If the thought of having to cough up the equivalent of $300 US or lose all your data leaves you with cold chills (as it does me), what can/should you do?

  • First and foremost, educate your users. One of the most basic rules of computer safety is that you simply don’t open email attachments from people you don’t know – and, for that matter, don’t open them from people you do know unless you were expecting them and know what they are. Remember that it’s not that tough to impersonate someone’s email address. At the moment, most CryptoLocker payloads are disguised as invoices from financial institutions, messages from shipping companies, notices from law enforcement agencies, etc., often with scary messages about account closures, final notices, and amounts due. Also beware of zip file attachments. Make sure your users are aware of these common tricks, so they don’t reflexively click to see what a file attachment is.
  • If you’re still running Windows 7 or earlier, deselect the “Hide extensions for known file types” option. This will at least make it slightly more likely that someone will notice that there’s something not quite right about the file they’re about to click on.
  • Keep your anti-virus products up to date.
  • Restrict permissions on shared folders.
  • Consider removing local admin rights from users.
  • Consider using a prevention tool like “CryptoPrevent” from the folks at Foolish IT, LLC. This is a tool that is free for both private and commercial use – although there is a paid version that will automatically update itself and offers additional features like email alerts when applications are blocked. When installed, it will, silently and automatically, lock down a Windows system by, among other things, preventing executables with double extensions (like “something.pdf.exe”) from running, and preventing executables from running if they’re located in folders where you wouldn’t expect legitimate programs to be located. It implements over 200 rules that will help protect you from other forms of malware as well as CryptoLocker.

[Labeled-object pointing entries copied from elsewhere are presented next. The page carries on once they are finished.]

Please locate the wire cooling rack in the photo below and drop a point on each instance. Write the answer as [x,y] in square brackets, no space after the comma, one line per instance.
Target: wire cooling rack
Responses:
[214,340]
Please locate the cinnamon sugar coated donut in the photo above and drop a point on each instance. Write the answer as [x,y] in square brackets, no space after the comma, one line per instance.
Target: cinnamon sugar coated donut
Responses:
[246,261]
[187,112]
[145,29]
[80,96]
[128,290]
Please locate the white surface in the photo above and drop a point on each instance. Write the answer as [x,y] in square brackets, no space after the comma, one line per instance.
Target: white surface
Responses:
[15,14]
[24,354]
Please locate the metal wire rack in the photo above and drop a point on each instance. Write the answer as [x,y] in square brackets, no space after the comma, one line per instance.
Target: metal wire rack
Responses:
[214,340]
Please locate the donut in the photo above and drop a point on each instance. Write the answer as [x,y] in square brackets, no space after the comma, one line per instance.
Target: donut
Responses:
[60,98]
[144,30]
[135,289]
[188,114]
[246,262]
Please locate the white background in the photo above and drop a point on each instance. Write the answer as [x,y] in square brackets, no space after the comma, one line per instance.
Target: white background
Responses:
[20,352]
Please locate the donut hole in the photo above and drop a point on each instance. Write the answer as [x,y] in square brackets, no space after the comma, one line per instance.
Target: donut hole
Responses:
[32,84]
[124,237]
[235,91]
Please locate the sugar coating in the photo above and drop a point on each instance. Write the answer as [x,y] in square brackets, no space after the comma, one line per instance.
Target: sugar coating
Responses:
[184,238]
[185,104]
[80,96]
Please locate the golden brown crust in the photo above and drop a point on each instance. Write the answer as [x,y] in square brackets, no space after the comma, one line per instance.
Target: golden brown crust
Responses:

    It should be noted that, if you’re running a Professional version of Windows that is joined to a Windows domain, all of these rules could be set via group policies, and there are even pre-packaged prevention kits, such as CryptolockerPreventionKit.zip, available at www.thirdtier.net/downloads that will make it easier to set those group policies. But if you’re not comfortable with the whole concept of group policies and/or you’re not in a Windows domain or you’re running a home version of Windows, CryptoPrevent is a fast and easy way to deal with the issue.

Please do not assume that the latest law enforcement announcements mean that we don’t have to worry about CryptoLocker anymore. It’s estimated that CryptoLocker raked in as much as $30 million just in the first 100 days after it appeared in the wild. With that much money in play, it – or something else like it – will inevitably reappear sooner or later.